すると今度は抵抗なく床に手が吸い込まれていった。

「なるほどね。文乃さん、申し訳ないけど手、握ってくれる?」

「手?別に良いけど」

自分の手が握られたことを確認すると、再度文乃に声をかける。

「ありがとう。こちらからは下が全く見えないから、エスコートお願い」

「エスコートね。では旦那様、こちらへどうぞ?」

文乃に手を引かれながら、ゆっくりと床下へ戻っていった。


「ふぅ。ありがとう」

「どうだった?」

「うん。やっぱり外へ出ると戻れない。セキュリティ上の設定なんだろうけど、徹底してるわ。

 じーさんは1人っぽかったから入る方法は当然あるんだろうけど、俺達には分からない。

 ただ、中から干渉してる状態だと入れるから、元に戻らない覚悟を決めるまでは外へ出るのは1人って事になるわな」

「そう。中々すんなりとは行かないわね・・・

 まぁ、よっぽどのことが無い限りここへは誰も入って来れないって事でもあるから、悪い事でもないのかしら」

「だね。慌てて2人して外に出なくて良かったよ。

 幸か不幸か、この地下室ならある程度の安全性が確保できることが分かったから、当面の拠点としては大丈夫かな」

「そうね。じゃあ交代で探索していくとして、先にもうちょっとここを片づけておかない?

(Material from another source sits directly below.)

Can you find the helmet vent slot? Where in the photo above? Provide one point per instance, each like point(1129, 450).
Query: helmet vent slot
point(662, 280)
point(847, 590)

 物を魔法陣の中に置きっ放しってのもちょっと落ち着かないし・・・」

「それもそうだね。うっかり入って一人の時に転送しちゃったら大変だわな。

 またあの水瓶を運ぶことは考えたくないけど・・・」

「最悪アレはそのままにしましょ。私もあんな思いは、もうしたくないわ」


2人で肩をすくめてから、魔法陣の中にある荷物をさっさと運び出しては片方の壁際に寄せていく。

そして最後の大物が残る。

「うーーーん、ひとまずずらせないか試してみるか」

「気を付けてね。倒したら大変だわ」

「ああ、無理はしないよ、っと、あれ???」

「え?」

太一が腰を落とし水瓶を押すと、ずずっと音をたててあっさり10cmほど動いたのだった。